Harriet also said that she would not have succeeded without the help of Twin Cities’ non-profit group, Gardening Matters.

When she expressed interest in starting a garden, they offered her a scholarship to the Gardening Matters leadership workshop. Then helped her find compost and make connections to other gardeners who introduced her to when and what to plant here in Minnesota. Even after she was up and running, they answered all her calls and helped her to find resources for every need she encountered.

“People think of gardening as a hobby,” said Gardening Matters Executive Director Kirsten Saylor. “I think of it as a cultural right.” She described Harriet’s success as, “a great example of how one person and an organization can take a piece of land and build nutrition and community in just one short summer.”   

Gardening Matters emerged in the summer of 2008 from GardenWorks, a partnership between the Green Institute, Minnesota State Horticultural Society and Farm in the City. Their work primarily focuses on community organizing and fostering good leaders, like Harriet, who Saylor said make gardens into enduring neighborhood anchors in good and bad times.

They are serious about meeting the needs of those who really want to be part of a community garden. The staff of three have received hundreds of phone calls and emails this year from people looking to start gardens or join them. They answer all inquiries and try to hook up new gardeners with more established ones that have similar goals or locations.

Some of the 230-plus community gardens that Gardening Matters works with can be found in the Garden Directory on their website. They are color coded to show whether they are primarily for flowers or food or youth, displayed on a Google map of the Twin Cities, and have details on how to get in touch with each garden’s separate leadership.

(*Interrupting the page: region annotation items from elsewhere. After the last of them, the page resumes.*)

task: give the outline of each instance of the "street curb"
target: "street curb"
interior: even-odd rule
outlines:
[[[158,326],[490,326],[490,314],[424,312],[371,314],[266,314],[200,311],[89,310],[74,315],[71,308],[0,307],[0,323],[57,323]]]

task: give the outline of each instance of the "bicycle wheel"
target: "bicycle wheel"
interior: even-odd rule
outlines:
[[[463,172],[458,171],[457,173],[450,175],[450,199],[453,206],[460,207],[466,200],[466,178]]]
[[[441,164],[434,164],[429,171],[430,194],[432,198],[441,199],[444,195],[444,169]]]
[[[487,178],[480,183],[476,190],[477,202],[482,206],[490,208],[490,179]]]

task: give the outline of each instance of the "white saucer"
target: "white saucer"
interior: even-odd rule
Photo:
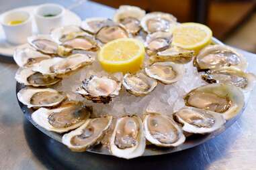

The website offers a ton of useful gardening information and links to many other sources. It also has a connection to COMGAR, a listserv where current community gardeners post questions, answers and invitations ranging from what to do with squirrels in the compost to raising a hoop house and a weekend green tomato cookout.

But Gardening Matters offers more than just words of advice for community gardeners. Recently, Program Director Ila Duntemann picked up gardening items like shovels, wheelbarrows and hoses donated from neighborhood clean-up efforts of St. Paul District Councils 10, 11, 12 and 13. She hopes to receive many more items from the District 14 clean-up on October 10 and District 2 on October 24. These items get warehoused for the winter and then passed out to needy gardens by a lottery in the spring.

In the future, Gardening Matters hopes to take their support for community gardeners one step farther.

In September they sponsored a film series at Riverview Theater in South Minneapolis about the importance of local food and community spaces. They used the opportunity to start a mailing list. The purpose of which is to be able to call on people to help save community gardens, like Harriet’s, if they become threatened.

Sometimes the land they’re on gets sold, or the owners decide to re-purpose it. Gardening Matters sees community gardens as assets to neighborhoods worth saving. “People don’t realize the political power they do have,” said Saylor, adding that making a real difference, “takes a lot less than you think.”

Next year Gardening Matters plans to have monthly networking meetings for community gardeners, a six-Saturday leadership series and other workshops on a variety of topics. Their resource fair will be held in March and the Parade of Community Gardens is every August. Check their website and newsletter for more details.


10/9/09 Correction: name of the garden is Redeemer Community Garden.